GENÉTICA Foi só parar com o exercício diário e o publicitário Filipe Thales, de 32 anos, experimentou o primeiro porém em relação ao seu excesso de peso, característica que o acompanha desde a infância e que nunca o incomodou. Apesar de a maioria da família estar, há vários anos, acima do peso, “a saúde vai bem, obrigado”. Os avós de Filipe, por exemplo, morreram com mais de 90 anos. A caminhada de 40 minutos é um hábito do publicitário, que deu uma rápida parada em função de compromissos profissionais. A pressão, até então na casa dos 12×8, subiu para 13×8, o que ele pretende reverter com o retorno à atividade.

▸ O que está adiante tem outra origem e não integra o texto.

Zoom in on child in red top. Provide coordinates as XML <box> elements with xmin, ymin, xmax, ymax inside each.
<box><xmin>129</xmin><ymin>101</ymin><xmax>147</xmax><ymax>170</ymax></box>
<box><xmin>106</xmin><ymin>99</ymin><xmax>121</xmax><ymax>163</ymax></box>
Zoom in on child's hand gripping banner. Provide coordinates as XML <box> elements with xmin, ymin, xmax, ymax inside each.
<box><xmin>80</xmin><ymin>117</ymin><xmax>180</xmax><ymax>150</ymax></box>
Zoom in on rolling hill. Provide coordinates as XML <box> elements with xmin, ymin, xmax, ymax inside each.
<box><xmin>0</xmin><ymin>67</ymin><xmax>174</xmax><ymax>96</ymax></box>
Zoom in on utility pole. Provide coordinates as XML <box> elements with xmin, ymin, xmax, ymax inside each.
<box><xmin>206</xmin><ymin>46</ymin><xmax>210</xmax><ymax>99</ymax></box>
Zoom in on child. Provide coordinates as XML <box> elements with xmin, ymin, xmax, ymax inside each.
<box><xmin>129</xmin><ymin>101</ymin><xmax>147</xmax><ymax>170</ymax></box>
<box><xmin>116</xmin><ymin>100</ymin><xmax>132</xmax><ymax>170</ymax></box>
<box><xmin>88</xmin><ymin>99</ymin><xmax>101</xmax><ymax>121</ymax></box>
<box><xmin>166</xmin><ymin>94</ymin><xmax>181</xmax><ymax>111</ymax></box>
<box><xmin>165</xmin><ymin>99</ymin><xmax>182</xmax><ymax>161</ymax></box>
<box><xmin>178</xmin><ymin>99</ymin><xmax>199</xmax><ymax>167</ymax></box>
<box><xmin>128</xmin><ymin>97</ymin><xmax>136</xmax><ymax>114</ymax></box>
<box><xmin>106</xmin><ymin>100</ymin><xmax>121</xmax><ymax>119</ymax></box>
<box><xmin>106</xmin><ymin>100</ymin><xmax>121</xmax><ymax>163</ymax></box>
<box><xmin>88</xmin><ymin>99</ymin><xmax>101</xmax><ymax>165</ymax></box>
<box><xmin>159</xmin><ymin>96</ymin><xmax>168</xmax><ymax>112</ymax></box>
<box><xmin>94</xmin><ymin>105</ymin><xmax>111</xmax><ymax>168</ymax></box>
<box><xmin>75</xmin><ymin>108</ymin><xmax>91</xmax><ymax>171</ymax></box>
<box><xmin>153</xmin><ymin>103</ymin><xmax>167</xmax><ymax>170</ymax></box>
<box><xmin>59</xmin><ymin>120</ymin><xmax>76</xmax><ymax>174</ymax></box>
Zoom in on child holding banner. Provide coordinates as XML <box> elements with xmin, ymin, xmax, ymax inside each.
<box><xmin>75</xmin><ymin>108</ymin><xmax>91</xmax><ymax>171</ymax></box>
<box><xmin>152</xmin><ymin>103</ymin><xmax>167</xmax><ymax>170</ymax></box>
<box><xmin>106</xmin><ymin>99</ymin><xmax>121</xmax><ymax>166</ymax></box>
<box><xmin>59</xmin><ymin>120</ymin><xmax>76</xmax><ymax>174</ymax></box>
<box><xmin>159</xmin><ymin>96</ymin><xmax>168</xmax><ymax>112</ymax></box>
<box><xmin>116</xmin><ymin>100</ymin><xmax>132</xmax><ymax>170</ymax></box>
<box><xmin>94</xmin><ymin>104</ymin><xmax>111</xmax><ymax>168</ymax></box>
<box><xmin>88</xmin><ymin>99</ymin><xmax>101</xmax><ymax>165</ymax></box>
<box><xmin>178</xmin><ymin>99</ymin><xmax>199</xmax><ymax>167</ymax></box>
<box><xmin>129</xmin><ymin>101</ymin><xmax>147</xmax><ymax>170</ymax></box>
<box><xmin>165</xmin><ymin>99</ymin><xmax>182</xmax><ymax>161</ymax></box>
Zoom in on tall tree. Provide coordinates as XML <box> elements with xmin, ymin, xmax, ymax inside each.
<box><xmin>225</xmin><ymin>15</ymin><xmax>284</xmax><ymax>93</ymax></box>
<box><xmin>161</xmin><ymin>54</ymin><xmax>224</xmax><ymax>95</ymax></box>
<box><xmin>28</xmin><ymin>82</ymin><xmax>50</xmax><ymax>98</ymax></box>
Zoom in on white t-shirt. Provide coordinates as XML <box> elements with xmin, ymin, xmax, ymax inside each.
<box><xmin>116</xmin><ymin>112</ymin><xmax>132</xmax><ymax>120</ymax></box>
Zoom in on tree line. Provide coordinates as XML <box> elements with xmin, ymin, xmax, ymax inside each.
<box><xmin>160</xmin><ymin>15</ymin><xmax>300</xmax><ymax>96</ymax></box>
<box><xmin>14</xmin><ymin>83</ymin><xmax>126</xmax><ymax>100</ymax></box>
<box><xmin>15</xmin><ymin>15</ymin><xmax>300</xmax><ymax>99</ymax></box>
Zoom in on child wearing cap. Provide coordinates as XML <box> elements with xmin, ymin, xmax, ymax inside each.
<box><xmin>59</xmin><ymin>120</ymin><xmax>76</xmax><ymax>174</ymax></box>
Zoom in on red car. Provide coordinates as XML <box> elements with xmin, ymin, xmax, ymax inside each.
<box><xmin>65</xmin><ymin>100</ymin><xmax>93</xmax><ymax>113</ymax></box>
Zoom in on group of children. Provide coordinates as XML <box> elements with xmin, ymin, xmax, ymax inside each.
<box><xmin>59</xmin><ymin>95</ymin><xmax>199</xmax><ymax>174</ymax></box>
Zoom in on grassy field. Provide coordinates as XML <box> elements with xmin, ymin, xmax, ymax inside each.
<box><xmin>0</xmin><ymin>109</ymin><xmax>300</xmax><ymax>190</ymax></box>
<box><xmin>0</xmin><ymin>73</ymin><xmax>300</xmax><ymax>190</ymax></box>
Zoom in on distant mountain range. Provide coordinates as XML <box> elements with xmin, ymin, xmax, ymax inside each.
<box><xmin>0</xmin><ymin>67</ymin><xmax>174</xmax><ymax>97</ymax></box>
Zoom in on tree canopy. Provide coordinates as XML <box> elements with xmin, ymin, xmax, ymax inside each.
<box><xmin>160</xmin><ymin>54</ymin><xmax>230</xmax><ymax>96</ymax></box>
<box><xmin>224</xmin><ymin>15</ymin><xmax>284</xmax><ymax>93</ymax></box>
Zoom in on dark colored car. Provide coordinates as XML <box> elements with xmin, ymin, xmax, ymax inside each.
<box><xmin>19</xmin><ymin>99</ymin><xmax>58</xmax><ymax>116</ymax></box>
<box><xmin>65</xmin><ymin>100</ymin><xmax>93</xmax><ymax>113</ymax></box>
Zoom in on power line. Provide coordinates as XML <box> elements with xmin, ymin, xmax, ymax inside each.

Filipe fez dieta uma única vez, quando quebrou os tornozelos e precisou perder 10% do peso para ajudar na recuperação. Mas diz não comer o suficiente para mantê-lo nos 125 quilos atuais. Segundo Cercato, é muito comum a pessoa acima do peso ter dificuldade para emagrecer, por pressão da genética. Há quem tem predisposição para ser obeso, mesmo que não coma tão mal. Mas também é mais comum ver obesos com hábitos ruins do que com hábitos saudáveis. “A questão é: o quanto a obesidade te faz mal? O quanto te traz problemas? Se a pessoa está acima do peso, mas não é sedentária, tem os exames sob controle e está feliz, não é preciso se render a essa ditadura da magreza.”